I LOVE seeing their happy faces!! Keep 'em coming!


----------



## Claire's Friend (Feb 26, 2007)

I love these pictures !!!! Keep em coming please !


----------



## Hudson (May 18, 2005)

Such great shots Rob and wonderful expressions of joy on their faces too.


----------



## Our3dogs (Apr 3, 2008)

Great pictures. How far is your drive to the beach?


----------



## S-Dog's Mom (Jan 9, 2009)

Lol do they ever stand still? Great pics!


----------



## cola3812 (Nov 29, 2009)

You can totally see the joy in their faces. As always - great shots!!!


----------



## Oaklys Dad (Dec 28, 2005)

Our3dogs said:


> Great pictures. How far is your drive to the beach?


This one is about a 30 minute drive there is another that is only about a five minute drive but is not plowed in the winter.


----------



## Elisabeth Kazup (Aug 23, 2008)

Ears flying, tongue lolling, flying paws. What fun!! You are such a good doggie dad. Those pups are living in a pot of jam!
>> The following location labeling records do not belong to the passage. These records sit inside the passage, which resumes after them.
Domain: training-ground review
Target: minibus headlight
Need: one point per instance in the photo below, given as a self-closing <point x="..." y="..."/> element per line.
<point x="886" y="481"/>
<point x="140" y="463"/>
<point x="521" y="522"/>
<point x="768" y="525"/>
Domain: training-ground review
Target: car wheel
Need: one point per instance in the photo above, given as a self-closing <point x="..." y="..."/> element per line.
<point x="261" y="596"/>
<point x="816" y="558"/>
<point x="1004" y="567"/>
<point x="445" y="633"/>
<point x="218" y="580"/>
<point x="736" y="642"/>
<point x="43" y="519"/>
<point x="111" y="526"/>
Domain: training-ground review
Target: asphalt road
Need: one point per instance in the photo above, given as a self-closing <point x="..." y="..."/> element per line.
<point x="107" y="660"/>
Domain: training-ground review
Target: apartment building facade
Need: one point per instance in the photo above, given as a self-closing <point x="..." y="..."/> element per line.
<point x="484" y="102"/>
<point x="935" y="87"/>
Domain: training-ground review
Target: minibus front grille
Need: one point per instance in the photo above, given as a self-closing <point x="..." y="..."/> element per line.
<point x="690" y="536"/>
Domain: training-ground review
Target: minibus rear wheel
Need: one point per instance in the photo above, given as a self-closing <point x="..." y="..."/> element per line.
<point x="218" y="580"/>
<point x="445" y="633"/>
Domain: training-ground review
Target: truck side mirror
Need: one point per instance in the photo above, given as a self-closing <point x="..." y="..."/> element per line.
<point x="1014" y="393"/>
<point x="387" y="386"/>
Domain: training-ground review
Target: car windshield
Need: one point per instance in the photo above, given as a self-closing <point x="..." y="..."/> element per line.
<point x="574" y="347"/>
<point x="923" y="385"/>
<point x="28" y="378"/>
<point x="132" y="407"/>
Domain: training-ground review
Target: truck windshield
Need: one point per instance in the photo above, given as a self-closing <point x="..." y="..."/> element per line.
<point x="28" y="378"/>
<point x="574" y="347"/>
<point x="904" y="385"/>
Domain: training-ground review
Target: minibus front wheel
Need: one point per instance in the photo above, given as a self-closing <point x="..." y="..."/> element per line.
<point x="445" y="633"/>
Thanks for sharing, I never get tired of seeing your pictures.


----------



## Adriennelane (Feb 13, 2008)

I think that bottom picture of Oakley is my favorite.


----------



## davebeech (Feb 11, 2006)

brilliant Rob, you should have got a dslr years ago !!


----------



## Miss Happy (Dec 22, 2007)

Your photos are good and the boys really enjoy their outings.


----------



## sameli102 (Aug 23, 2009)

your pictures are fantastic, great job on you focussing


----------



## dmsl (Jun 7, 2009)

Wow....that third pic should be a sticky for what to expect the zoomies to look like!!! Love the face!!!


----------



## sophiesadiehannah's mom (Feb 11, 2007)

I LOVE YOUR PICTURES, the boys are so very lucky they have a great area to run and play in.


----------



## Muddypaws (Apr 20, 2009)

Those are terrific pictures. They make me want to run with the dogs.


----------



## Nana-chan (Apr 28, 2009)

The last pic is amazing! Gorgeous shots


----------



## Jake'sDad (Oct 20, 2007)

Rob - You and Maureen have the action photo department pretty well overed with your dpggoes and new cameras. Please, keep up the good work.


----------



## Sammie's Mom (Mar 20, 2009)

Absolutely great pictures!!!!!!!!!!!


----------



## Hiroko (Oct 29, 2009)

I always wonder why goldens look so cool with snow! Anyways, pictures are awsome


----------